Popular notions about what is moral and what is not are transient and fleeting. Popular notions about what is or is not moral may in fact be deeply offensive to individual dignity and human rights. Individual dignity cannot be allowed to be subordinate to the morality of the mob. Nor can the intolerance of society operate as a marauding morality to control individual self-expression in its manifest form. The Constitution would not render the existence of rights so precarious by subjecting them to passing fancies or to the aberrations of a morality of popular opinion.

The draftspersons of the Constitution would not have meant that the content of morality should vary in accordance with the popular fashions of the day. The expression has been adopted in a constitutional text and it would be inappropriate to give it a content which is momentary or impermanent. Then again, the expression ‘morality’ cannot be equated with prevailing social conceptions or those which may be subsumed within mainstream thinking in society at a given time. The Constitution has been adopted for a society of plural cultures and if its provisions are any indication, it is evident that the text does not pursue either a religious theocracy or a dominant ideology.

In adopting a democratic Constitution, the framers would have been conscious of the fact that governance by a majority is all about the accumulation of political power. Constitutional democracies do not necessarily result in constitutional liberalism.
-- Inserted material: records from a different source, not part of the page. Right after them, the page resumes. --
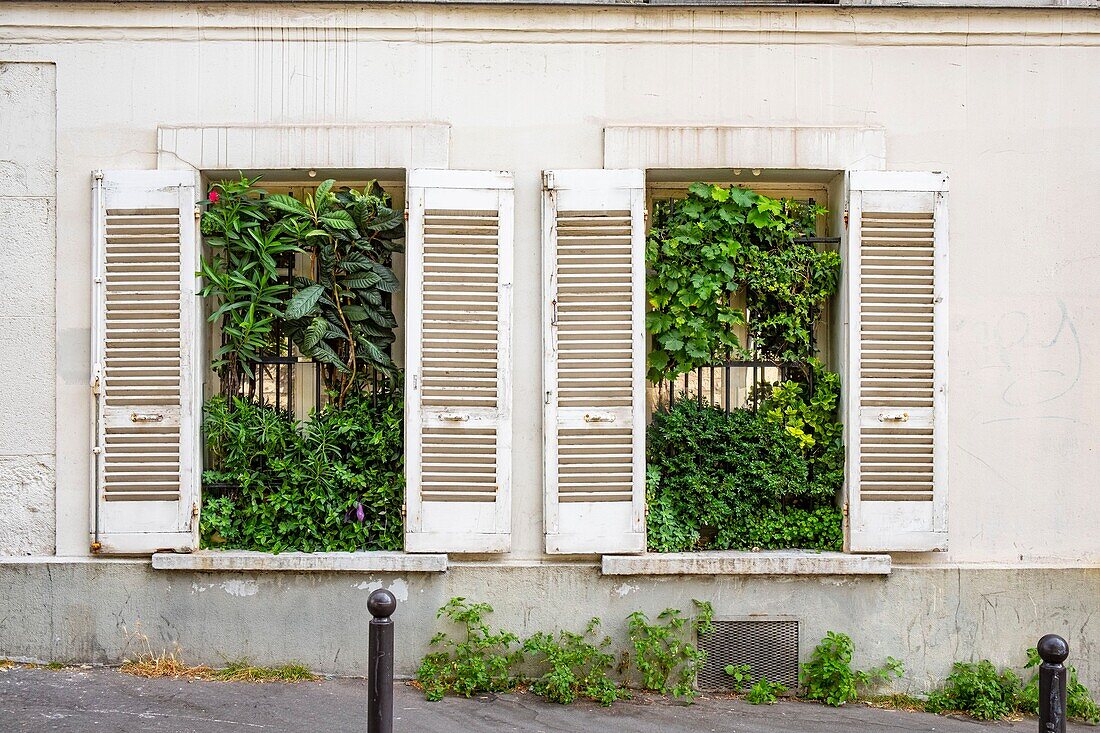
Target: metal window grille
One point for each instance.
(768, 644)
(733, 383)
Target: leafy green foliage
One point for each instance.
(333, 483)
(736, 481)
(241, 276)
(977, 689)
(739, 676)
(340, 315)
(573, 667)
(482, 660)
(765, 692)
(664, 652)
(828, 675)
(718, 242)
(1079, 702)
(810, 416)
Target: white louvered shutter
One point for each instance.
(594, 336)
(145, 373)
(898, 361)
(458, 339)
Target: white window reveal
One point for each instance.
(897, 422)
(458, 337)
(145, 371)
(594, 336)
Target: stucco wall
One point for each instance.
(26, 308)
(1007, 102)
(96, 609)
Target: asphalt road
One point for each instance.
(107, 701)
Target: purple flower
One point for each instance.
(356, 513)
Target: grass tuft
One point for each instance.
(149, 664)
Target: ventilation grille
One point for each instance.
(459, 463)
(770, 647)
(142, 354)
(460, 308)
(895, 283)
(594, 309)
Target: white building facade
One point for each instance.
(982, 122)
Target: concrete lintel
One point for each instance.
(780, 562)
(751, 146)
(237, 560)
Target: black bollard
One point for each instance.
(380, 663)
(1052, 684)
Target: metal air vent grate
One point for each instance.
(768, 644)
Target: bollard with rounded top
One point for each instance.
(1053, 651)
(380, 671)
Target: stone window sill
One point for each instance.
(244, 560)
(774, 562)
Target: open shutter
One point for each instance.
(458, 339)
(594, 336)
(145, 349)
(898, 361)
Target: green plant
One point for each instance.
(829, 678)
(718, 242)
(810, 416)
(739, 676)
(1079, 702)
(732, 481)
(340, 316)
(333, 483)
(977, 689)
(666, 653)
(573, 667)
(241, 276)
(765, 692)
(482, 660)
While our Constitution has adopted a democratic form of governance it has at the same time adopted values based on constitutional liberalism.

Central to those values is the position of the individual. The fundamental freedoms which Part III confers are central to the constitutional purpose of overseeing a transformation of a society based on dignity, liberty and equality. Hence, morality for the purposes of Articles 25 and 26 must mean that which is governed by fundamental constitutional principles.

Content of morality

The content of morality is founded on the four precepts which emerge from the Preamble.
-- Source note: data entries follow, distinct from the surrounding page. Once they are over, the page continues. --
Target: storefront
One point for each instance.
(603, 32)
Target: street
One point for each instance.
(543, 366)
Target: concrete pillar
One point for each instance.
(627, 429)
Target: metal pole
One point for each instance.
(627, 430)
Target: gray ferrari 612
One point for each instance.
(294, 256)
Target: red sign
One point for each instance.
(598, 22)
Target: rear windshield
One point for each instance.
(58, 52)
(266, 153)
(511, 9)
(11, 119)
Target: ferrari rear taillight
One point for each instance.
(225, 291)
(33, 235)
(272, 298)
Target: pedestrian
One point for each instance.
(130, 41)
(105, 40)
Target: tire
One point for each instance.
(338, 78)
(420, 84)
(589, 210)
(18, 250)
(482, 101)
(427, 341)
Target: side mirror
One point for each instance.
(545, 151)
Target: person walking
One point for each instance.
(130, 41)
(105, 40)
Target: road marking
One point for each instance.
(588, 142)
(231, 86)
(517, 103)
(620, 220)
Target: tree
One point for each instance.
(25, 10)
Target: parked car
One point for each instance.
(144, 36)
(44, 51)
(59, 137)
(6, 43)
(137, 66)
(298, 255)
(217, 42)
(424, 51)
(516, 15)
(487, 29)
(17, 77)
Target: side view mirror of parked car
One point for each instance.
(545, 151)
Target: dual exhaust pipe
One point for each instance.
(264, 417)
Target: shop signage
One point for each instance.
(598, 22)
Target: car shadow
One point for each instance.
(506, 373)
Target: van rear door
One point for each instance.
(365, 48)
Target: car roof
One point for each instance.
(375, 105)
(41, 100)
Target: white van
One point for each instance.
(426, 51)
  • The first among them is the need to ensure justice in its social, economic and political dimensions.
  • The second is the postulate of individual liberty in matters of thought, expression, belief, faith and worship.
  • The third is equality of status and opportunity amongst all citizens.
  • The fourth is the sense of fraternity amongst all citizens which assures the dignity of human life.

Added to these four precepts is the fundamental postulate of secularism which treats all religions on an even platform and allows to each individual the fullest liberty to believe or not to believe. Conscience, it must be remembered, is emphasised by the same provision. The Constitution is meant as much for the agnostic as it is for the worshipper. It values and protects the conscience of the atheist. The founding faith upon which the Constitution is based is the belief that it is in the dignity of each individual that the pursuit of happiness is founded. Individual dignity can be achieved only in a regime which recognises liberty as inhering in each individual as a natural right. Human dignity postulates an equality between persons.
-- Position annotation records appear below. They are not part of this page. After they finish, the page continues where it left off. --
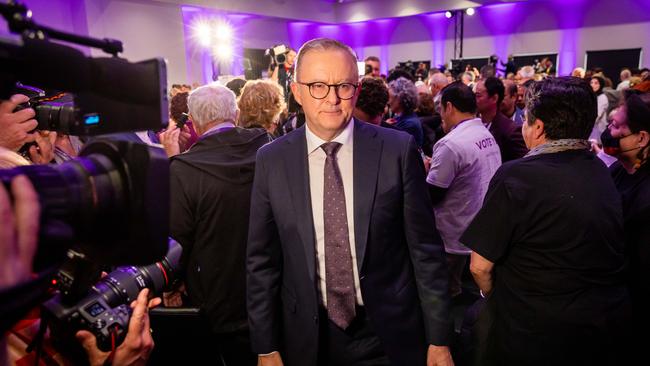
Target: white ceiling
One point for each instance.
(333, 11)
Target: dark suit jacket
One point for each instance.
(400, 255)
(508, 135)
(211, 188)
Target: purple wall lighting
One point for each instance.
(357, 35)
(570, 16)
(214, 38)
(502, 21)
(437, 24)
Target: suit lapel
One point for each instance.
(366, 158)
(296, 170)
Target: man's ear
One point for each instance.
(644, 138)
(296, 92)
(538, 128)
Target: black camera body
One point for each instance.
(278, 54)
(105, 310)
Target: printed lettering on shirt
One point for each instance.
(485, 143)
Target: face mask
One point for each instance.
(611, 145)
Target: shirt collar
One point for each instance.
(221, 126)
(467, 122)
(314, 142)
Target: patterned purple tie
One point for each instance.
(339, 277)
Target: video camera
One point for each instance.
(105, 310)
(278, 54)
(109, 206)
(108, 94)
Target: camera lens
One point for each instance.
(54, 116)
(115, 195)
(123, 284)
Equality necessarily is an equality between sexes and genders. Equality postulates a right to be free from discrimination and to have the protection of the law in the same manner as is available to every citizen. Equality above all is a protective shield against the arbitrariness of any form of authority. These founding principles must govern our constitutional notions of morality.

Constitutional morality must have a value of permanence which is not subject to the fleeting fancies of every time and age. If the vision which the founders of the Constitution adopted has to survive, constitutional morality must have a content which is firmly rooted in the fundamental postulates of human liberty, equality, fraternity and dignity. These are the means to secure justice in all its dimensions to the individual citizen. Once these postulates are accepted, the necessary consequence is that the freedom of religion and, likewise, the freedom to manage the affairs of a religious denomination is subject to and must yield to these fundamental notions of constitutional morality.

In the public law conversations between religion and morality, it is the overarching sense of constitutional morality which has to prevail. While the Constitution recognises religious beliefs and faiths, its purpose is to ensure a wider acceptance of human dignity and liberty as the ultimate founding faith of the fundamental text of our governance. Where a conflict arises, the quest for human dignity, liberty and equality must prevail. These, above everything else, are matters on which the Constitution has willed that its values must reign supreme.